Study: Black Students More Likely to Graduate if They Have One Black Teacher

These results come from a longitudinal study that tracked 100,000 black students who entered 3rd grade in North Carolina public schools between 2001 and 2005 all the way up through 12th grade. 

Researchers later replicated their findings in Tennessee, by looking at black students who entered kindergarten in the late 1980s through a class-size-reduction program. Those students who had at least one black teacher in kindergarten through 3rd grades were 15 percent less likely to drop out, and 10 percent more likely to take a college entrance exam.

The paper was published by the Institute of Labor Economics in March. Co-author Nicholas Papageorge, an assistant economics professor at JHU’s Krieger School of Arts and Sciences, told Education Week Teacher that while he wasn’t sure why there was a link between teachers’ race and positive outcomes for black students, he had some ideas.

First, it could be that some of the black teachers in the study were just better teachers.
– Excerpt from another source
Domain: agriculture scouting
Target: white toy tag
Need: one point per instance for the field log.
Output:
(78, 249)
Another option is that this is an example of the role-model effect.

“We think that students, especially poor black boys, might not identify with higher levels of education; they might not see people with high levels of education that look like them,” he said. “If that’s the case, they might not be making investments in their own education … because they just [don’t] identify with being an educated professional.” 

Another possibility is that black teachers, Papageorge said, tend to have higher expectations of future educational attainment for black students than white teachers do. Those high expectations matter, he said, pointing to a study he published last year, which found that compared to black teachers, white teachers are 40 percent less likely to expect that their black students will graduate high school.

Only 7 percent of public school teachers are black. Research has found that black teachers are less likely to suspend, expel, or give detention to black students, who are disproportionately given exclusionary discipline. 

“We want to make sure that every black student has classroom time with a black teacher because of this effect,” he said.